Analisis Strategi Bertahan Toko Kelontong dalam Menghadapi Persaingan Toko Ritel Modern: Studi Kualitatif di Kawasan MMTC Medan
Penelitian
DOI:
https://doi.org/10.70292/pchukumsosial.v4i1.316Keywords:
Keunggulan Kompetitif, Kualitatif Deskriptif, Ritel Modern, Strategi Bertahan, Toko Kelontong TradisionalAbstract
Penelitian ini bertujuan untuk menganalisis strategi bertahan yang diterapkan oleh toko kelontong tradisional dalam menghadapi persaingan dari gerai ritel modern di kawasan sekitar MMTC Medan.
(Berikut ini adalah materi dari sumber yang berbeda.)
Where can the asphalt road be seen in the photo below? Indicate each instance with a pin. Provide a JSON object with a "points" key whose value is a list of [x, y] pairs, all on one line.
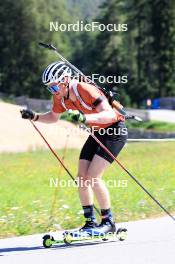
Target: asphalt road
{"points": [[149, 242]]}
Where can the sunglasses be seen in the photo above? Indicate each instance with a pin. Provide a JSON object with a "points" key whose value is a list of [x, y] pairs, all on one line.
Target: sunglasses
{"points": [[53, 89]]}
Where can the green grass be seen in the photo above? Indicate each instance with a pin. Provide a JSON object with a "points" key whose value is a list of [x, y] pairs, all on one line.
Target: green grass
{"points": [[26, 196], [156, 126]]}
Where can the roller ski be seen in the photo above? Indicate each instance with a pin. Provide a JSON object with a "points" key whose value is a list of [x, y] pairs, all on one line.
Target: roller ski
{"points": [[106, 231]]}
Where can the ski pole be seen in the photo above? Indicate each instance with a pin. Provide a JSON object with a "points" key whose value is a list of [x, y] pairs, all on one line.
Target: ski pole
{"points": [[59, 173], [122, 166], [57, 157]]}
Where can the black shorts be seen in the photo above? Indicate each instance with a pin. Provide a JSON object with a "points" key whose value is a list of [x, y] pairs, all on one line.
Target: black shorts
{"points": [[113, 137]]}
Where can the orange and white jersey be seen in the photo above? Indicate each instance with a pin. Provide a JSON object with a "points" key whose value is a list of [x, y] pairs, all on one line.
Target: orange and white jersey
{"points": [[87, 99]]}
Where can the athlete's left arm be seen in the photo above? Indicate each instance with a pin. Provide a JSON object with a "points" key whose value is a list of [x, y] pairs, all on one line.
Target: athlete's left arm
{"points": [[105, 114]]}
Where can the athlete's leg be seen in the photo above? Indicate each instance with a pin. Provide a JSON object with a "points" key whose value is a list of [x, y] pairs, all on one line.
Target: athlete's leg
{"points": [[94, 173]]}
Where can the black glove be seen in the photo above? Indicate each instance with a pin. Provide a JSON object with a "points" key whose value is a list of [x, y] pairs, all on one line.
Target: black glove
{"points": [[27, 114]]}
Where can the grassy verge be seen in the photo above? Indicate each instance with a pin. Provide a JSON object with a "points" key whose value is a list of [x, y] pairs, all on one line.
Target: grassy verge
{"points": [[26, 195]]}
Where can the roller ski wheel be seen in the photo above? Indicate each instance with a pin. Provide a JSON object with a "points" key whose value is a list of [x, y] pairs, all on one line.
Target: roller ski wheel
{"points": [[67, 238], [48, 241], [121, 234]]}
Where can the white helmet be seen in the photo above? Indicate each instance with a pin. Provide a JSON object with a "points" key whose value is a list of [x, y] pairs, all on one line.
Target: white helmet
{"points": [[55, 72]]}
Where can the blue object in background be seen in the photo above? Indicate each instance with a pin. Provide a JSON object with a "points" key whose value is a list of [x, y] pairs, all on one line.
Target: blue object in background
{"points": [[156, 103]]}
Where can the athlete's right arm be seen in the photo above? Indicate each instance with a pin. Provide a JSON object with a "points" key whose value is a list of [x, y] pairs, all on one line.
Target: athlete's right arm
{"points": [[48, 117]]}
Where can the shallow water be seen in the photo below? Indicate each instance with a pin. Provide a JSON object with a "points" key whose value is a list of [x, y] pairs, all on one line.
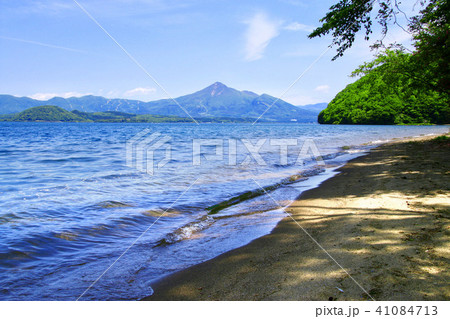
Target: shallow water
{"points": [[70, 205]]}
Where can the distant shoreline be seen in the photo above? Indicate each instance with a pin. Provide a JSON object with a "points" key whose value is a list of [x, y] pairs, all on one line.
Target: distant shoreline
{"points": [[384, 219]]}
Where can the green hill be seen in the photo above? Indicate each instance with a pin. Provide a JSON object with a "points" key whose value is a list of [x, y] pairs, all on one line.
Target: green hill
{"points": [[388, 93], [47, 113]]}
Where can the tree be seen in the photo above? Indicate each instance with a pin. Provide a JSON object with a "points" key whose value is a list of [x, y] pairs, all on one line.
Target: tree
{"points": [[428, 67], [387, 93]]}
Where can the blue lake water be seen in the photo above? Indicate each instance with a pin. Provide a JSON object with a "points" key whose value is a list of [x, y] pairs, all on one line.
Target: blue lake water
{"points": [[70, 206]]}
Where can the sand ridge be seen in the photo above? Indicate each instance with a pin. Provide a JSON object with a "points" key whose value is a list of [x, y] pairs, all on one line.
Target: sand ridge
{"points": [[384, 219]]}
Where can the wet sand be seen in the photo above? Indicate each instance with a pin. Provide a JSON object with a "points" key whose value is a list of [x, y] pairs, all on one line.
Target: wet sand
{"points": [[378, 230]]}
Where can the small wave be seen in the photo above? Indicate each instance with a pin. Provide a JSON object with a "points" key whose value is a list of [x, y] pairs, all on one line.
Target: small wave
{"points": [[111, 204], [264, 190], [187, 231]]}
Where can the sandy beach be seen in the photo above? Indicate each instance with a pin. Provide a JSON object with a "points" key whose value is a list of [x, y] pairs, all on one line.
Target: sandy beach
{"points": [[378, 230]]}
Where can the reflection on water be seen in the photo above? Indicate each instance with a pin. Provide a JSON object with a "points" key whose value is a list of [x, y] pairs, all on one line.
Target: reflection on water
{"points": [[69, 205]]}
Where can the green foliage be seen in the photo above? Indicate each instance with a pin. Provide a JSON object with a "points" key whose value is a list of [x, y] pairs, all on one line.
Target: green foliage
{"points": [[388, 93], [432, 42]]}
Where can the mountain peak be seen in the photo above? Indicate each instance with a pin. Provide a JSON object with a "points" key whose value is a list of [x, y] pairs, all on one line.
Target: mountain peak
{"points": [[217, 88]]}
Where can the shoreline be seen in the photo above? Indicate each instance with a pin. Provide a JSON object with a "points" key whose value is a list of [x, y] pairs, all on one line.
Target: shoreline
{"points": [[383, 218]]}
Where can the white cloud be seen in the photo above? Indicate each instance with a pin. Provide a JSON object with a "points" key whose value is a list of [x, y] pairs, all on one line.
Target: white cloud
{"points": [[47, 96], [139, 92], [258, 35], [295, 26], [322, 88]]}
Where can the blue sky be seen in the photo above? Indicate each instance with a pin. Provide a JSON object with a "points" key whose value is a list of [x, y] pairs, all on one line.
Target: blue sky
{"points": [[52, 48]]}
Ekspansi yang cepat dari minimarket modern seperti Indomaret dan Alfamart telah memberikan tantangan signifikan terhadap keberlanjutan toko kelontong tradisional. Penelitian ini menggunakan pendekatan kualitatif deskriptif, dengan data yang dikumpulkan melalui wawancara mendalam bersama lima pemilik toko kelontong sebagai informan. Temuan penelitian menunjukkan bahwa pemilik toko kelontong menerapkan beberapa strategi bertahan utama, meliputi pelayanan personal dan pembangunan hubungan emosional dengan pelanggan, penyediaan sistem kasbon (utang), penjualan produk dalam jumlah eceran untuk mengakomodasi variasi daya beli konsumen, adopsi metode pembayaran digital (QRIS dan e-wallet), penyediaan layanan antar gratis, mempertahankan jam operasional selama 24 jam, serta penyediaan stok produk kebutuhan lokal yang tidak tersedia di minimarket modern. Strategi-strategi ini, yang didasarkan pada prinsip keunggulan kompetitif melalui kedekatan sosial dan fleksibilitas layanan, memungkinkan toko kelontong tradisional untuk tetap relevan di tengah dominasi ritel modern. Penelitian ini menyimpulkan bahwa pendekatan terpadu yang menggabungkan keunggulan relasional, diferensiasi produk, dan penetapan harga yang adaptif sangat esensial bagi kelangsungan hidup toko kelontong tradisional dalam menghadapi persaingan ritel modern.